Hay obras que nos dejan en suspenso, reflexivos, anonadados, hay otras que nos transforman y la usamos como un estilo de vida; la novela “Los Miserables” del poeta francés Víctor Hugo, es de las mejores novelas que yo he disfrutado, recoge la realidad de una Francia pobre, fragmentada y sumergida en una lucha de poder. La obra literaria nos despierta, y como dominicanos, nos hace recordar que no todo está perdido, nos desafía a entender que en la República Dominicana hay esperanza y que tenemos derecho a vivir en un estado social más potable. Debemos evocar y festejar que todavía nos quedan muchas personas con carácter que sirven de instrumentos y de reservas para producir los cambios requeridos, causando lo que yo le he denominado una “sorpresa social o un milagro social”, el cual consiste en la creación de espacios sociales más vivibles, más equitativos, más seguros y con más dignidad.

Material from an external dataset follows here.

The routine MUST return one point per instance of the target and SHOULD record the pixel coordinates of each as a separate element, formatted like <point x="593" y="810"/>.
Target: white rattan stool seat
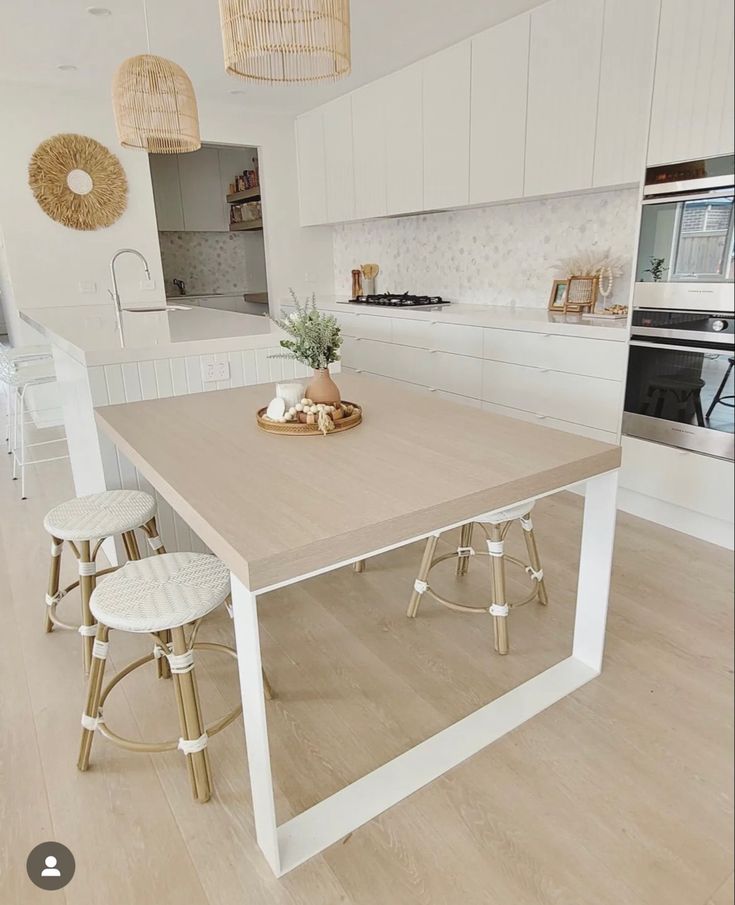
<point x="504" y="515"/>
<point x="100" y="515"/>
<point x="161" y="592"/>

Muchos dominicanos hemos abrazado la verdad de que como dominicanos deseamos reducir la distancia que existe entre el bien y el mal, aquella misma distancia que prevalecía en la Francia de los años 1700; aquella sociedad francesa sin libertades, con una pobreza extrema y en una época monárquica que promovía la desigualdad social. Es exactamente lo que ha estado sucediendo por décadas en la República Dominicana. ¡Y Dios mío! Parece un embuste o una invención que 235 años después de la revolución francesa, nuestro país no ha logrado reproducir aquellos beneficios producto de un levantamiento articulado por un pueblo que decidió ejercer la potestad ciudadana, pariendo así la revolución francesa en el 1789.
Como dominicanos debemos hacernos varias preguntas: ¿Qué ha pasado con nosotros que no hemos podido generar cambios sustanciales para nuestro beneficio colectivo? ¿Sería que nuestra cultura fue formateada, diseñada y castrada por los colonizadores para que no pudiéramos parir cambios visibles, medibles y perdurables? ¿Sería que no sabemos generar cambios o no nos atrevemos? Podemos observar que en nosotros aún existe la sed de reducir todo lo caótico, pero no hemos logrado materializar ese anhelo. De hecho, ese mismo deseo y anhelo que poseemos de vernos más estables y socialmente evolucionado, lo convertimos en armas mortales que aplastan los mismos sueños que como dominicanos anhelamos. En otras palabras, tenemos una conducta aprendida que genera desorden, no somos capaces de identificar el germen que no nos permite dar el salto de un país en vía de desarrollo a un país desarrollado. Y es urgente regresar a la pregunta anterior: ¿No sabemos o no nos atrevemos producir esos cambios?
Debemos sincerarnos: ¿En qué República Dominicana queremos vivir? ¿En una República Dominicana entretenida por el asistencialismo? ¿En un país donde aún existen comunidades sin acceso a agua potable? ¿En una sociedad acostumbrada a que el presidente debe estar presente hasta para inaugurar un parque o una escuela pública? ¿En un país lleno de riquezas pero con malos administradores? ¿En un Estado carente de régimen de consecuencias? ¿Acaso queremos secundar la partidocracia, ese bajo neologismo con un exceso de poder en nosotros y en el Estado? ¿Qué es lo que perseguimos?
Creo que hemos caído, como expresó un sacerdote católico, “en una guerra espiritual”. Y con el perdón de aquellos que separan lo secular de lo espiritual, la guerra espiritual consiste en una acción intencional de un agente que nos desnaturaliza y nos inhibe para perder la facultad de hacer el bien y generar cambios transformacionales en beneficio de los demás. Los colonizadores hicieron su trabajo, sectores ocultos siguen haciendo su trabajo para pescar en aguas revueltas, y el mismo padre de las tinieblas sigue haciendo su trabajo, promoviendo el conformismo y la división entre nosotros mismos y generando muertes. Sueno muy supersticioso, ya no me importa, lo que sí me importa es ver cambios sociales y un milagro social en el pueblo dominicano. ¿En qué República Dominicana queremos vivir?